この「牛乳」はエバミルクというのだが、英語のevaporated milkを短縮したもので、ミルクの水分を蒸発(evaporate)させて2倍に濃縮して作られる。

 無糖練乳とも呼ばれるが、加糖練乳(コンデンスミルク)との違いは砂糖が入っていないこと。特濃牛乳のように乳脂肪だけが高いのではなく、乳全体が濃縮されて乳風味が濃いので、ミルク好きにはたまらない。

 ジュースだけでなく、料理にもお菓子作りにも活躍し、家の戸棚にいつもケースでストックしてあった。スーパーに行っても、冷蔵コーナーに並ぶ「3.6牛乳」はほんのわずかで、常温の棚に行くと缶のエバミルクがずらっと並んでいる。見たことのない牛乳売り場の光景だ。

 さて、このエバミルク、そのままでは腐りやすい牛乳の保存期間を長らえるために生まれた加工方法で、冷蔵庫の普及していなかった19世紀に開発され大いに浸透したらしい。

「いまはフレッシュな牛乳が手に入るのになんでわざわざ…」とも思ったが、これだけ台所に馴染んでいるし、考えてみれば切り替える理由も特に見当たらない。濃厚シェイク風な朝のジュースはおいしいし、すでに煮詰めたようなコクがあり、大量に買いだめしておけて便利。

 それに「田舎は今も冷蔵庫を持たない家が多いんだよ」とも言われ納得。そのままごくごく飲むことがなければ、たしかに缶詰の濃縮ミルクの方が便利かもしれない。

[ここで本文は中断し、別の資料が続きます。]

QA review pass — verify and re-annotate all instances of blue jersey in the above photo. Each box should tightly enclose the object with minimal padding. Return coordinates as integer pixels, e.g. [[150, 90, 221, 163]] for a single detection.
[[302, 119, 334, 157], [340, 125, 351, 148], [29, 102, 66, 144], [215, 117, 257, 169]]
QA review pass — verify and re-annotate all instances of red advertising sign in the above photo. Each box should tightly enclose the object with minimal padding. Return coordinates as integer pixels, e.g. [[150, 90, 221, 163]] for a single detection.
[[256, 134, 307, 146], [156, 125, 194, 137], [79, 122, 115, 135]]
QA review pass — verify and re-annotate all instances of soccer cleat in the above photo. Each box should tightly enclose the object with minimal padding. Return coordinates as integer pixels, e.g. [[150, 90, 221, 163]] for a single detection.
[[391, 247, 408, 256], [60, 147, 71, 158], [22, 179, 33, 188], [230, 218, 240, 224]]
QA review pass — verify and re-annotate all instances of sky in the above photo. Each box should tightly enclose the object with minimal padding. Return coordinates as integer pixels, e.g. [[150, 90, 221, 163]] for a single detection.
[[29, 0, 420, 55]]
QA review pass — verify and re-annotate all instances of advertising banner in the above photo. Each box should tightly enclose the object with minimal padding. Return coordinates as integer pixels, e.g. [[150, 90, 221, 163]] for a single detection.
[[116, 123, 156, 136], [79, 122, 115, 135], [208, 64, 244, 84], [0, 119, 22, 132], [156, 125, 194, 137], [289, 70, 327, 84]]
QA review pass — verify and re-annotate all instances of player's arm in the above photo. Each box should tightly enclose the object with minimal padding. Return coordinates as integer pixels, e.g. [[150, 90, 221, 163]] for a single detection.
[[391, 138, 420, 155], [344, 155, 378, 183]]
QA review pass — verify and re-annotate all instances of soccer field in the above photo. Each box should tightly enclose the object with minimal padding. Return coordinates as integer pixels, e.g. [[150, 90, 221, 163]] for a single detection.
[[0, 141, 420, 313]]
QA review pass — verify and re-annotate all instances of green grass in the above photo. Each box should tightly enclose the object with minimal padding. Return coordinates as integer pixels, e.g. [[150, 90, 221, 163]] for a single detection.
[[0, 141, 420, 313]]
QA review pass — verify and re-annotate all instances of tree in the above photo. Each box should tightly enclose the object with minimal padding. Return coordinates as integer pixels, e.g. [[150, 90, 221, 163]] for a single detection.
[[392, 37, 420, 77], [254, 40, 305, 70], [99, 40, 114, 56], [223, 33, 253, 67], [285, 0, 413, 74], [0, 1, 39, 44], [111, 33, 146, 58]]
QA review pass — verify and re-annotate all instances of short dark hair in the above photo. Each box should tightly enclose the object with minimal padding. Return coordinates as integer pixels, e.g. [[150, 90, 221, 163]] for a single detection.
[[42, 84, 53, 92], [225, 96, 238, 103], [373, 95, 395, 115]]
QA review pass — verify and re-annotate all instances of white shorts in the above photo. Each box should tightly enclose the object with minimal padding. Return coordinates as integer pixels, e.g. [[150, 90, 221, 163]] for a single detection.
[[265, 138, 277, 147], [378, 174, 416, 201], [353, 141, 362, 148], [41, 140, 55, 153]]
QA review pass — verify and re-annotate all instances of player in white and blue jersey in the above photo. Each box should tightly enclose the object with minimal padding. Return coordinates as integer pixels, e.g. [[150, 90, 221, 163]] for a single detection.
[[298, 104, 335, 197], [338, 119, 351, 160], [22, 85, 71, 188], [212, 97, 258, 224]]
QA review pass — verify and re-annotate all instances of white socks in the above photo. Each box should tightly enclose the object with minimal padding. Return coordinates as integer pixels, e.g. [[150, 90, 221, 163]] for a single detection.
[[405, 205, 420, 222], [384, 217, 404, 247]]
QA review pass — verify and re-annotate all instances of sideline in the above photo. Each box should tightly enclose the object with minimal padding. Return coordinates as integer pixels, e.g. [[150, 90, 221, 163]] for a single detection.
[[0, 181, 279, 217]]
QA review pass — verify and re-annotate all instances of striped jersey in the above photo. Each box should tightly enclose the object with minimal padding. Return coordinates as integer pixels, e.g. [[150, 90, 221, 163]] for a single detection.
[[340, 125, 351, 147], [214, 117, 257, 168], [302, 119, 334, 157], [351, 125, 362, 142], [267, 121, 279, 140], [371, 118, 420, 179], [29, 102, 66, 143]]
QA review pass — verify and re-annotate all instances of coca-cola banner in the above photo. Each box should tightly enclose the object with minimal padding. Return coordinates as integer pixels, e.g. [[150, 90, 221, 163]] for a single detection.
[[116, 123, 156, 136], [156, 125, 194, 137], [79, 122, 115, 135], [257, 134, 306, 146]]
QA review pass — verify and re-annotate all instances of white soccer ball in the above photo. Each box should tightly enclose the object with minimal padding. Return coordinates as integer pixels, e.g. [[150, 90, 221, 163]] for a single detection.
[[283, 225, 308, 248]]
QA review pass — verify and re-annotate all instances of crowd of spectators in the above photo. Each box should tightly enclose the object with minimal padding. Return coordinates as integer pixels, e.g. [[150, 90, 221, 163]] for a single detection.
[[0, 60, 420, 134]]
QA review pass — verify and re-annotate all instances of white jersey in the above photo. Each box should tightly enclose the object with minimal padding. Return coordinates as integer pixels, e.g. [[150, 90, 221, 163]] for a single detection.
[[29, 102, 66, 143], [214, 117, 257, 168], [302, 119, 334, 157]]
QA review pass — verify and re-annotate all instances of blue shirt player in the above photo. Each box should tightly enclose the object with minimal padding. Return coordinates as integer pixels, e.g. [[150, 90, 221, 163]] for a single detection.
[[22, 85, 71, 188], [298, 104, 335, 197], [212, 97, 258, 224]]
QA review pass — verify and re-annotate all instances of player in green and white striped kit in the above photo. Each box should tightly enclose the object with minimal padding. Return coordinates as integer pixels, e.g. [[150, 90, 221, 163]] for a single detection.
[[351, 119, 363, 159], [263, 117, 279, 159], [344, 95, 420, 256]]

 私が信じて疑わなかった3.6牛乳。これが「普通の牛乳」と思っていたけれど、バターやクリームを取り出してから利用したり、長期保存できるよう濃縮したり、「普通の牛乳」ひとつにも、それぞれの国の文化があるものだ。

「乳」と呼ばれるものの
境界線はどこにあるのか

 私たちは「牛乳」を飲むけれど、乳とは何か。牛のミルクを牛乳と呼ぶから、動物から搾られるミルクのことだろうとなんとなく理解していたのだが、よく考えたら豆乳のように植物から搾られるものもある。オーツミルクやアーモンドミルクも仲間だろうか。そうすると動物でなくても良いことになる。

 しかし植物から作られるものの中でも乳と呼べるものは限られているようで、りんごジュースは「りんご乳」といわないし、カエデの樹液から作られるシロップはメープルシロップであって「メープル乳」ではない。動物または植物から搾られる白い液体が「乳」なのだろうか。